Drei Mechanismen, die langfristig zu niedrigeren Emissionen geführt haben:
Mit Energieeffizienzmaßnahmen reagieren Regierungen und Unternehmen auf höhere Energiepreise oder schlechtere wirtschaftliche Bedingungen. „Dieser Mechanismus ist während der Ölkrisen besonders ausgeprägt. In den Ländern, die in diesem Zeitraum ihren Spitzenwert erreichten – zum Beispiel Großbritannien, Deutschland und Frankreich –, kam es zu einer erheblichen Verbesserung der Energieintensität. Der Verbrauch teurer importierter Brennstoffe sank, die industrielle Effizienz stieg“, sagt Bersalli. Neben den staatlichen Maßnahmen reagierten auch die Unternehmen auf Krisen und lösten neue Markttrends aus, wie eine Umstellung auf kleinere und effizientere Autos während der Ölkrisen.

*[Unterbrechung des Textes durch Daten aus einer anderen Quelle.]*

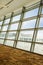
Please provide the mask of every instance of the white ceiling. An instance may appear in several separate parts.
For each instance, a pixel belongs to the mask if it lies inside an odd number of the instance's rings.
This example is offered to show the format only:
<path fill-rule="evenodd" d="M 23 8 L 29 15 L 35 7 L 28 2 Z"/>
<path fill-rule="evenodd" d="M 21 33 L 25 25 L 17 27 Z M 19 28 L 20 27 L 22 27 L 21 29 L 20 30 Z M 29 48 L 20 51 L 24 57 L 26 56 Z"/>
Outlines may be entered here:
<path fill-rule="evenodd" d="M 0 0 L 0 17 L 40 0 Z"/>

Veränderungen in der Wirtschaftsstruktur umfassen einen Rückgang der CO2-intensiven Industrien und einen Aufschwung für weniger energieintensive Industrien nach der Krise. Diese Veränderung wird durch wirtschaftliche und manchmal auch politische Kräfte angetrieben. Wenn sich die Wirtschaft erholt, setzen Unternehmen verstärkt auf weniger energie- oder kohlenstoffintensive Anlagen. Es ist aber auch eine Verschiebung vom Waren produzierenden zum Dienstleistungssektor zu verzeichnen. Bersalli führt Spanien als eindrucksvolles Beispiel für dieses Phänomen an:
„In Spanien, das während der globalen Finanzkrise und der darauf folgenden Eurokrise zu den am stärksten betroffenen Ländern gehörte, litt die Industrie besonders stark. Ihr Anteil am BIP fiel von 26 Prozent im Jahr 2007 auf 20 Prozent im Jahr 2015. Die Bauindustrie brach zusammen und erreichte nie wieder auf das Vorkrisenniveau. Die spanische Rückkehr zum Wachstum fand in anderen, weniger kohlenstoff- und energieintensiven Sektoren statt.“
Neue Marktbedingungen oder politische Veränderungen haben Veränderungen im Energiemix begünstigt, die die CO2-Emissionen sinken ließen. Die erste Ölkrise Anfang der 70er Jahre wirkte sich besonders in Westeuropa nachhaltig auf den Energiemix aus: Die Kernenergie wurde ausgebaut und das Interesse an den aufkommenden Technologien für erneuerbare Energien stieg.
Die Erkenntnisse könnten dabei helfen, robustere Klimaschutzmaßnahmen zu entwickeln, betont Ko-Autor Johan Lilliestam (RIFS): „Wir beobachten auch im Zusammenhang mit der Covid-19-Pandemie, dass sich eine ehrgeizige Klimapolitik in Krisenzeiten bewährt. Länder, die bereits vorher den Übergang zu einem kohlenstoffneutralen Energiesystem unterstützten, investierten mit ihren Konjunkturpaketen am meisten in grüne Sektoren und nutzten die Gelegenheit, um ihre Marktposition in neu entstehenden kohlenstofffreien Technologien und Industrien zu stärken.“ Das werde langfristig zu sinkenden Emissionen führen.
Die Ergebnisse lieferten auch eine Antwort auf die vieldiskutierte Frage, ob grünes Wachstum möglich sei: Eine absolute Entkopplung von Wachstum und Emissionen ist demnach möglich, wenn das Wirtschaftswachstum moderat ausfällt. In der Vergangenheit ist die Kohlenstoff- und Energieintensität selten mehr als vier Prozent pro Jahr gesunken. Selbst die ersten Volkswirtschaften, die in den 1970er Jahren ihren Spitzenwert erreichten, haben noch einen langen Weg vor sich, um ihre Volkswirtschaften vollständig zu dekarbonisieren.